[PATCH] makedumpfile: print spinner in progress information

Mon Oct 28 22:42:44 EDT 2013

(2013/10/29 10:26), HATAYAMA Daisuke wrote:
> (2013/10/25 13:07), Atsushi Kumagai wrote:
>> Hello HATAYAMA-san,
>>
>> (2013/10/25 9:55), HATAYAMA Daisuke wrote:
>>> On system with huge memory, percentage in progress information is
>>> updated at very slow interval, because 1 percent on 1 TiB memory is
>>> about 10 GiB, which looks like as if system has freezed. Then,
>>> confused users might get tempted to push a reset button to recover the
>>> system.

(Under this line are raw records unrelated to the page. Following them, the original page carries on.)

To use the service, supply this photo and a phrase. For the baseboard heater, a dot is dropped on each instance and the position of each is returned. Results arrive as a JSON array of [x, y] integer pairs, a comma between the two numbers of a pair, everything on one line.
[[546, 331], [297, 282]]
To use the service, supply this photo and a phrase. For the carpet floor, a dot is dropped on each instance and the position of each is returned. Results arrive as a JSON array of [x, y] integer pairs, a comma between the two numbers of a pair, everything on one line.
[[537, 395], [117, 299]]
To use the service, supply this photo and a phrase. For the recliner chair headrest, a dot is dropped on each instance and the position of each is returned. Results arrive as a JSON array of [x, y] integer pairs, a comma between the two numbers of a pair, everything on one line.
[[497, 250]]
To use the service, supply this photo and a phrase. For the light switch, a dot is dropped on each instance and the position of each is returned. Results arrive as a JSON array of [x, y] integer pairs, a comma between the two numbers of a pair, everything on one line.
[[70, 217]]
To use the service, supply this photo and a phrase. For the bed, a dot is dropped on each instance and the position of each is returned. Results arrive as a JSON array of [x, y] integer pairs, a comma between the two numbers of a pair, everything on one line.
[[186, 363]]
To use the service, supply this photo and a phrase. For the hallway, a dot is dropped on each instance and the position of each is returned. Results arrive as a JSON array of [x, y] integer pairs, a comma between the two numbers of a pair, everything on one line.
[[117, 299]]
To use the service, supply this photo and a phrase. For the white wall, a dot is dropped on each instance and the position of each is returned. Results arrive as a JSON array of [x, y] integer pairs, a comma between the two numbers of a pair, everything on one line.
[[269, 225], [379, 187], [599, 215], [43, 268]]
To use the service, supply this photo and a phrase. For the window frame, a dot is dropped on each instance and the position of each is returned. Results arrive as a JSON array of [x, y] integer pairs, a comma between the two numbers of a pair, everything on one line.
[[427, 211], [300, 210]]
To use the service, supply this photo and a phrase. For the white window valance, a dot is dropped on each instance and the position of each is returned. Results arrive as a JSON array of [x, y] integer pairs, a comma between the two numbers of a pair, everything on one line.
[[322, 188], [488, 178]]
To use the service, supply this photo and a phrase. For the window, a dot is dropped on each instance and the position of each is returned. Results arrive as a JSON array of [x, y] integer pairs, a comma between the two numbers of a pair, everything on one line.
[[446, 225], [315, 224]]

We want to avoid such situation as much as possible.
>>>
>>> To address the issue, this patch adds spinner that rotates in the
>>> order of /, |, \ and - next to the progress indicator in percentage,
>>> which helps users to get aware that system is still active and crash
>>> dump process is still in progress now.
>>>
>>> This code is borrowed from diskdump code.
>>>
>>> The example is like this:
>>>
>>> Copying data                       : [  0 %] /
>>> Copying data                       : [  8 %] |
>>> Copying data                       : [ 11 %] \
>>> Copying data                       : [ 14 %] -
>>> Copying data                       : [ 16 %] /
>>> ...
>>> Copying data                       : [ 99 %] /
>>> Copying data                       : [100 %] |
>>
>> I like it, but have a comment.
>>
>>       6109 int
>>       6110 write_kdump_pages_cyclic(struct cache_data *cd_header, struct cache_data *cd_page,
>>       6111                          struct page_desc *pd_zero, off_t *offset_data)
>>       6112 {
>>       ...
>>       6156         per = info->num_dumpable / 100;
>>       ...
>>       6178         for (pfn = start_pfn; pfn < end_pfn; pfn++) {
>>       6179
>>       6180                 if ((num_dumped % per) == 0)
>>       6181                         print_progress(PROGRESS_COPY, num_dumped, info->num_dumpable);
>>
>> The interval of calling print_progress() looks still long if
>> num_dumpable is huge.
>> So how about fix this, e.g., by changing the interval to time based ?
>>
>
> I wrote simple bench for time-based interval as below, which measures
> total time consumed for calling time system call with/without vDSO.
> It seems to me that both results are acceptable.
> I'll reflect this change in next version.
>
> $ ./bench
> total: 21.059131
> average: 0.000000
> total: 65.558263
> average: 0.000000
>

This conclusion was wrong. Sorry. For example on our FJ 12 TiB system we collected about 300 GiB
crash dump in about 40 minutes. If removing "if ((num_dumped % per) == 0)" and calling time()
in each loop in print_progress(), total time for invoking time() system call is about 65 * 12
= 780 sec = 13 min. This is about 20 % of a whole crash dump time. Obviously problematic.

Instead, I think it better to increase the number of calling print_progress() like:

   per = info->num_dumpable / 10000

-- 
Thanks.
HATAYAMA, Daisuke